B. Karena sengaja, terbagi menjadi beberapa golongan yaitu;

* Orang yang meniggalkannya karena malas atau merasa berat tanpa meremehkannya dan dengan keyaki-nan bahwa shalat itu wajib atas dirinya, maka orang tersebut tidak dihukumi sebagai kafir yang keluar dari Islam kecuali setelah terpenuhinya dua syarat ;
a. Imam atau penguasa setempat telah memperingatkannya untuk shalat dan dia menolak.
b. Dia tetap tidak mau shalat sampai waktu shalat berikutnya hampir habis.
Oleh karena itu seseorang yang meninggalkan shalat sekali saja tidak serta merta dihukumi sebagai kafir karena boleh jadi orang tesebut mengira bahwa dia boleh menjama’ shalatnya di waktu shalat berikutnya.
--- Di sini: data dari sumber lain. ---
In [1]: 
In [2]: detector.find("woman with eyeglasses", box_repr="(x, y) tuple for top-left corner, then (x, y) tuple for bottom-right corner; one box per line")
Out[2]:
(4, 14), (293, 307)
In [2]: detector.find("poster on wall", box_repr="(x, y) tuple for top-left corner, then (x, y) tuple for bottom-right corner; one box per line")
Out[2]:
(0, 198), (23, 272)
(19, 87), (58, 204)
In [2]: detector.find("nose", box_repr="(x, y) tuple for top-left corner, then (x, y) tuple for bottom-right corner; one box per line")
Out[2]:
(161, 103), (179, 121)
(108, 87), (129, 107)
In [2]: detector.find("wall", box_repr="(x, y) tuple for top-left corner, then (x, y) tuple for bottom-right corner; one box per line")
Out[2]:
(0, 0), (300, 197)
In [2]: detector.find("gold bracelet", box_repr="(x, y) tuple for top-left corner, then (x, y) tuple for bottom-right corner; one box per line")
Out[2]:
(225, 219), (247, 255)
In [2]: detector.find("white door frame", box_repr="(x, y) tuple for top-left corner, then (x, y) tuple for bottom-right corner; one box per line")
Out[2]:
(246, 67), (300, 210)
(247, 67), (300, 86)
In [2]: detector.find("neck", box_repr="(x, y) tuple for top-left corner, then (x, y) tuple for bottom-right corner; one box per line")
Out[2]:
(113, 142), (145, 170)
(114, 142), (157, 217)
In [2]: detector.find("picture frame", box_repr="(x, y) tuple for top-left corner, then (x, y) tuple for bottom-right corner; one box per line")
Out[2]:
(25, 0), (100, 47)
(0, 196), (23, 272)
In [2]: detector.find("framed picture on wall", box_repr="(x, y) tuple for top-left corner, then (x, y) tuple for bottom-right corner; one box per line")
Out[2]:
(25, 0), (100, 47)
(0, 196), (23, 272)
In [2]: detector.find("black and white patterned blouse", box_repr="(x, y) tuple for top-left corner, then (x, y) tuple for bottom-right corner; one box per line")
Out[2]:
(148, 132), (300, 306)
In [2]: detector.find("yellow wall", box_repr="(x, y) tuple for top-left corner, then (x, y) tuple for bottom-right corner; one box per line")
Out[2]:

* Orang yang meninggalkannya karena tidak tahu bahwa shalat itu wajib atasnya. Orang tersebut tidak dihukumi sebagai kafir yang keluar dari Islam namun ia harus diberitahu tentang hukum meninggalkan shalat tersebut sampai menjadi jelas baginya.

* Orang yang menentang wajibnya shalat atas dirinya (yaitu shalat 5 waktu dan shalat jum’at), baik dia mengerjakan atau meninggalkannya, maka orang tersebut dihukumi sebagai kafir yang keluar dari Islam karena dia menentang sesuatu yang telah disepakati oleh al-Qur’an, as-Sunnah dan Ijma’ kaum muslimin.
Para ulama mengecualikan orang-orang yang baru masuk Islam yang menentang wajibnya shalat, namun orang itu harus diberitahu sejelas mungkin, sehingga apabila setelah itu dia masih menentang, selanjutnya dia dihukumi sebagai orang kafir yang keluar dari agama Islam.
Dalil-dalil yang dipergunakan oleh para ulama dalam hal ini ialah sebagai berikut;
Firman Allah dalam surat at-Taubah : 11
“Jika mereka bertaubat, mendirikan sholat dan menuaikan zakat, maka (mereka itu) adalah saudara-saudaramu seagama.” (Q.S.9:11)
Sabda Nabi Shallallaahu alaihi wa Salam ,

Dari Jabir bin Abdillah Radhiallaahu anhu Rasulullah Shallallaahu alaihi wa Salam bersabda, “ Pemisah antara seseorang dengan kesyirikan dan kekafiran adalah dengan meninggalkan shalat” (H.R. Muslim)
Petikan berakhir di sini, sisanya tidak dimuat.